The letter reads in full:

The Honorable Robert E. Lighthizer

United States Trade Representative

600 17th Street N.W.

Washington, D.C. 20508

 

Dear Ambassador Lighthizer:

Since the North American Free Trade Agreement (NAFTA) came into force in 1994, our economy has diversified and transformed through technological advances and growing industrial capabilities. To meet the needs of today’s North American economy, we agree that NAFTA should be modernized. We applaud the Administration’s ongoing efforts to update NAFTA and offer any support or assistance needed to reach an agreement that strengthens the American economy. As negotiations near conclusion, we will also take this opportunity to highlight the consultative and procedural requirements for fast-track congressional consideration and approval of a free trade agreement (FTA) set forth in The Bipartisan Congressional Trade Priorities and Accountability Act of 2015 (TPA).

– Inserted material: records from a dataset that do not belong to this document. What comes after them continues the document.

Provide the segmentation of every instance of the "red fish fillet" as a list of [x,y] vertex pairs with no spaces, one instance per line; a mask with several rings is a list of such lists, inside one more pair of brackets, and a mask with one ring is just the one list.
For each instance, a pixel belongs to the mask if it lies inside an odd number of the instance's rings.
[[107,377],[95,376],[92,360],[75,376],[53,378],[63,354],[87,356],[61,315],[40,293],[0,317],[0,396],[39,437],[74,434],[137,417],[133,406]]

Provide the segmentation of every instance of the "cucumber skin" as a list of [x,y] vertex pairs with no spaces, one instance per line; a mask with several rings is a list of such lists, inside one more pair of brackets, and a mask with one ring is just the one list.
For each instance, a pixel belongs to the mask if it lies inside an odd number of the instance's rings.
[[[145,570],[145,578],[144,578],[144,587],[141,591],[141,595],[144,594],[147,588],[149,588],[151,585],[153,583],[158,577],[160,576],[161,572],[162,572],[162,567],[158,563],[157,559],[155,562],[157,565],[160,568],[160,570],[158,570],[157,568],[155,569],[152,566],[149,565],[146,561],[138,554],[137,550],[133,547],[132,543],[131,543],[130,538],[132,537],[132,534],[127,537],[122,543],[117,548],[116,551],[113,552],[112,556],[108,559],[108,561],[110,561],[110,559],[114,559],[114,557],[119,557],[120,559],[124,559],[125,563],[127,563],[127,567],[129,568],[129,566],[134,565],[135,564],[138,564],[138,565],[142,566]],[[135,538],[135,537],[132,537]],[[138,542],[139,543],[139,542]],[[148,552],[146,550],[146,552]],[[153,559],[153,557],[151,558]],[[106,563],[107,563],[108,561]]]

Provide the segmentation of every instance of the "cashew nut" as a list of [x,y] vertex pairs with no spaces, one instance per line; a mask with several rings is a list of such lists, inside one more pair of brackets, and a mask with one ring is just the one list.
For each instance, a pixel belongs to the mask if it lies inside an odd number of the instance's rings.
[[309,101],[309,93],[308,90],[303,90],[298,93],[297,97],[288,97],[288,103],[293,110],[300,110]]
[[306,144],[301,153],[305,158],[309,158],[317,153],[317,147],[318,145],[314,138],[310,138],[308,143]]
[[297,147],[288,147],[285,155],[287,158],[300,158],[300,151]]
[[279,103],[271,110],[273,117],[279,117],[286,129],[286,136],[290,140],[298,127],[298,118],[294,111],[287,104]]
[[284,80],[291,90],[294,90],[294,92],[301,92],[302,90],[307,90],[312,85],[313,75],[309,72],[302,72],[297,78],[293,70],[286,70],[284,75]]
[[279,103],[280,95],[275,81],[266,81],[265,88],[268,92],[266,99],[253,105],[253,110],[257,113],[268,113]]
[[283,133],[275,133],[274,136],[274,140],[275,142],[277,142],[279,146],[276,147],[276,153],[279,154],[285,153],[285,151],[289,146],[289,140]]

As you know, TPA helps ensure that the executive branch will consider congressional input and priorities before concluding the negotiation of a FTA. Specifically, these requirements include that the Administration meet upon request with any Member of Congress regarding negotiating objectives, consult closely with the Senate Committee on Finance and House Committee on Ways and Means, and keep fully apprised any designated congressional advisers. As a result of these consultative requirements, and other provisions set forth in statute, TPA also provides for expedited congressional consideration of negotiated FTAs, allowing for simple majority votes in both Houses of Congress without the consideration of any amendments. However, we are concerned that the necessary congressional support under TPA could be endangered if provisions counter to congressional priorities and objectives set forth in TPA are included in an updated NAFTA agreement. As you near the conclusion of NAFTA negotiations, we urge you to closely consider the parameters and negotiating objectives outlined in TPA and work closely with Members of Congress from both parties to ensure that any agreement has the broad support necessary to be enacted into law.

We are concerned about recent media reports suggesting that you may be considering an ultimatum strategy to pressure Congress into accepting an updated NAFTA, including through threats to withdraw from the original agreement. In the past, you have suggested that your goal is to achieve overwhelming bipartisan support for a modernized NAFTA. We believe this goal is only achievable through a strategy to constructively engage Members of Congress as required by TPA and without attempting to force a choice between negative outcomes. In our view, a take-it or leave- it strategy could have negative unintended effects that jeopardize American jobs and economic growth. When discussing NAFTA modernization legislation with Congress, we ask the Administration employ a strategy that emphasizes collaboration, rather than conflict. 

We thank you for your tireless efforts to improve NAFTA and look forward to continuing our work to strengthen America’s economy through free and fair trade.